I am a Son of Susanna Wesley

I am a Son of Susanna Wesley

Susanna Wesley’s unwaveringly disciplined home life set an example of holy living that has impacted many generations.

Like John Wesley, I grew up with a mother who served as my extremely involved pastor. She introduced the Bible through its fascinating stories, which absolutely delighted me and my younger sister. I was very inquisitive and probably a bit doubtful, which is why one of the first verses she asked me to memorize was John 20:29, “Blessed are those who have not seen and yet have believed.”

Her pastoral responsibility was comprehensive, touching every aspect of life. Since we were also very poor, she managed our meals and made sure that we were good stewards of our meager resources. She strictly imposed policies regarding studies, house chores, and play time. Like a pure-blooded Puritan, she had high moral standards that she clearly articulated and expected her children to live out. She was also not one to keep silent should we commit wrongs or omit rights. Later on, as a Bible College student preparing for full-time ministry, I was exhilarated to learn about Susanna Wesley and her household strategy, because they reinforced my desire and commitment to a disciplined life. My appreciation for my mother also deepened.

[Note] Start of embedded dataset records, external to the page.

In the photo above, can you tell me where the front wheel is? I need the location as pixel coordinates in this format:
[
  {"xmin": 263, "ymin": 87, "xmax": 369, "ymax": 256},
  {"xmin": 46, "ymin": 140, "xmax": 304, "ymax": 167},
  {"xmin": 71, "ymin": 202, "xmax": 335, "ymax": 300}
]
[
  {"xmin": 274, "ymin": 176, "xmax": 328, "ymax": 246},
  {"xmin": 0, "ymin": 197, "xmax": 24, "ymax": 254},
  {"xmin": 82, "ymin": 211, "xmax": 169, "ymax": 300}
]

The ethos of the Church of the Nazarene easily connected with me from a young age. The denominational emphasis on godly thinking, decision-making, and acting—grounded in our doctrine of holiness—resonated with me. In fact, because of my experiences at home, any other lifestyle was unthinkable. The denomination’s emphasis on holiness was what attracted me the most. It made sense that we ought to love God with our whole being. It is proper that we love others as ourselves.

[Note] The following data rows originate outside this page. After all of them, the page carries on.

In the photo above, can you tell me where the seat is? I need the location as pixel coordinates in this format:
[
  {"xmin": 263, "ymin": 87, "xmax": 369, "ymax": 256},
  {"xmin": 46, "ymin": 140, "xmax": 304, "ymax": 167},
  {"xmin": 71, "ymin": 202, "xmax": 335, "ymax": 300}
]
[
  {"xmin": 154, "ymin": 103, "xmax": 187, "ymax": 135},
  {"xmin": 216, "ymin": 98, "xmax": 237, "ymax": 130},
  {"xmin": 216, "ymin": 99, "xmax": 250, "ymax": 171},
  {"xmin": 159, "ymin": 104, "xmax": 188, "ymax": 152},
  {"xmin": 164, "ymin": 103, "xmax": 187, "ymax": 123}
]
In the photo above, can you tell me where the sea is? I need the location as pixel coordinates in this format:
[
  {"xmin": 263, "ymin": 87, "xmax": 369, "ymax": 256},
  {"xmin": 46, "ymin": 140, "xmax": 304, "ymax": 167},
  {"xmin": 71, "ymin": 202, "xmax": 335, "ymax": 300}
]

As a Nazarene, and by extension a son of Susanna, the importance of discipline runs through my blood.

This does not mean that I never made mistakes, because I did. It is precisely because I have high standards for myself that failures bring me crying on my knees before God. I am always humbled by the wide gulf between who I should be and where I currently am. When I read about the background story for John Wesley’s stringent use of personal funds, I smiled, because we share the same ways of self-introspection. Like John, I espouse a ruthless honesty and self-criticism, always reflecting how I may have responded to circumstances with greater grace. The disciplined life is a reflective life. This is especially true for someone in the ministry.

The life of holiness affects every aspect of our lives. I always remind myself that every financial, social, physical, and relational decision is a spiritual decision. We too easily separate the spiritual from the mundane, the private from the public. But what if holiness pervades our work ethic, our financial planning and expenditures, our entertainment choices, our relationship goals, our dietary consumption, and our physical activities? A holy life requires disciplined decision-making and acting. We should learn how to translate holiness in practical and concrete terms.

The life of discipline is crucial to the holy life. For example, if a person knows he or she should wake up early for an important appointment, that person rightly sets up an alarm clock and puts it beside the bed. These steps demonstrate commitment, but the real test of character comes the moment the alarm goes off. Will we get up or will we press the snooze button and return to sleep? This is a simple illustration, but it speaks to the potential disconnect between our knowledge of and desire for holy living, and living it out with discipline. The true son of Susanna lacks neither knowledge nor discipline. Only by coming out of the house of Susanna can we truly be a holiness people.

My childhood experience and the theology of holiness have led me to accentuate Christian formation, especially among children and youth. Discipline is hard to learn the older we get. I believe that a formative emphasis is as crucial as informative and transformative ministerial emphases.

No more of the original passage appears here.